Citrix Local host Cache – connection leasing 2.0, LHC 2.0 or….
With Citrix XenApp / XenDesktop 7.12 Local host cache, better known as LHC, was introduced again. Of course everyone knows LHC from the 6.5 era, it was the solution to provide high availability when the database was unavailable. With the 7.x version Citrix abandoned LHC and relied completely on database high availability. Database high availability is fine but once the connection to that database is gone users are impacted.
Citrix’s solution to this was Connection leasing a solution that would keep a record of the last connection made. During times that the database was unavailable users would be connected based on the last connection. This sounds like a good solution in case of an outage but in pooled VDI environments this was un-workable as desktops could be in use already. The solution so it seemed was designed for a XenApp environment or for static pooled desktops.
Now, already in version 7.12, local host cache is introduced again. Is this connection leasing 2.0, LHC 2.0 or… I was wondering about what they created and wanted to put my thoughts on paper about it.. I think something is missing, it is a way forward but not the solution.
With the 7.12 implementation of LHC Citrix is using a secondary broker service . This secondary broker service is synchronized with the primary broker service. The information synchronized is stored in a LHC database residing on the delivery controller. If changes are found the database is recreated and not just synchronized. with doing this Citrix makes sure the information in the site database is the same as that in the LHC database.
The drawing, copied from the Citrix eDocs site, shows the configuration. Simple but effective. So far so good.
When things go bad and the database is unavailable the secondary broker service is getting the lead. This is where my concern is starting. although it offers high availability the switch between the principal and secondary broker has it’s limitations. Let’s name three of them;
The solution is designed for XenApp (shared environments) and XenDesktop static / assigned desktop pools. The solution does not offer high availability for pooled desktop pools. I can be wrong but 99% of our VDI customers that use either Citrix or VMware use a pooled desktop pool. The assigned pool is one I rarely see, specific use case use this but most scenario’s fit well in the pooled use case. Of course we also have a lot of shared / XenApp environments.
So my thought on this is that Citrix needs to work on a better solution that also works with pooled desktops. It’s a major use case I think.
Switching from the primary broker service to the secondary broker service isn’t done in a second. There is a time-out that that is default 10 minutes (you can change the timeout). With a failover it means that the even though the database was synced not all the information is available… sorry that is beyond me…. When a user connects during the failover it could be given a new session even when the old session is still available. This occurs as the secondary broker service is waiting for all the VDA’s to register and report back what sessions are active.
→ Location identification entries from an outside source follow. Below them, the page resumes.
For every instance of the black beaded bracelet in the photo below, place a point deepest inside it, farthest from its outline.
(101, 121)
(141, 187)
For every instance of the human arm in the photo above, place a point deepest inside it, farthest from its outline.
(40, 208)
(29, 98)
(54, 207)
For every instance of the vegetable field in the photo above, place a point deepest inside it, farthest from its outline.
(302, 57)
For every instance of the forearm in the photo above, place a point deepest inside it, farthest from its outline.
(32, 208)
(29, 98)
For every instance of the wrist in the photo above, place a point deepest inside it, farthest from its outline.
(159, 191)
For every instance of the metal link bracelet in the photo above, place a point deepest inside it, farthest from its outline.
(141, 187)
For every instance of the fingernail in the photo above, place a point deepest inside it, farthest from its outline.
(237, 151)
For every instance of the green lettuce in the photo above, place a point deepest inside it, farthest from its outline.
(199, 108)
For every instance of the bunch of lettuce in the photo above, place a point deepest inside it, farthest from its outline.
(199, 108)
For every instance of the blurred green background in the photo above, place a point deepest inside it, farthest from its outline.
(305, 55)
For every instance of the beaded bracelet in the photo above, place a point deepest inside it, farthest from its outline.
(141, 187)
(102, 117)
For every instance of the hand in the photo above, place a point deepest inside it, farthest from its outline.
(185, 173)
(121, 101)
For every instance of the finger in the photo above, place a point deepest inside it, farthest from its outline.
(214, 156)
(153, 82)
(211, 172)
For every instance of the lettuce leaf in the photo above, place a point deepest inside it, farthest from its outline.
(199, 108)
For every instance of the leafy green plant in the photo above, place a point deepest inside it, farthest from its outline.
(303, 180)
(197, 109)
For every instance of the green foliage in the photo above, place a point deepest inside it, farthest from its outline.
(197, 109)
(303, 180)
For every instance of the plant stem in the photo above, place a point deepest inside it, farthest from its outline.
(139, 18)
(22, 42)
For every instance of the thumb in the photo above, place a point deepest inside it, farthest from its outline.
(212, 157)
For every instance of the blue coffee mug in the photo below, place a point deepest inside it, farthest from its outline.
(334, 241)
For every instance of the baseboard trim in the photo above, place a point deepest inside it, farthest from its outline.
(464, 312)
So my thoughts on this is that it should be a solution that allows for non-interruptible production environment. The current solution is fine when your users get a message that there is a failover and don’t connect for 5-10 minutes. Of course some will say outages are rare with high available databases but that is no reason to design like this. Together with the previous limitation I’m wondering if customers will be that happy with this solution.
When an outage takes place one broker is elected to take charge. In your design you need to make sure one broker is able to handle all requests. All other brokers (secondary ones in this case) will reject any request. The impact on RAM, IOPS and CPU will be massive for that one broker. Think about it that it also has a local database to manage. Of course when this one goes down the next one is elected but it is a risk… you only have that many brokers in your farm and they all will take the full load once they are chosen.
Every time the delivery controller would need to switch to another delivery broker (in case of an outage) all the VDA’s need to re-register. During that you could have the situation that a user gets a third session as not all information is available when they switch. I Think some kind of inter-communication channel like VMware is doing with the connection brokers would be preferable. I don’t see all the time-outs and design issues with sizing a monster delivery controller as an Enterprise solution.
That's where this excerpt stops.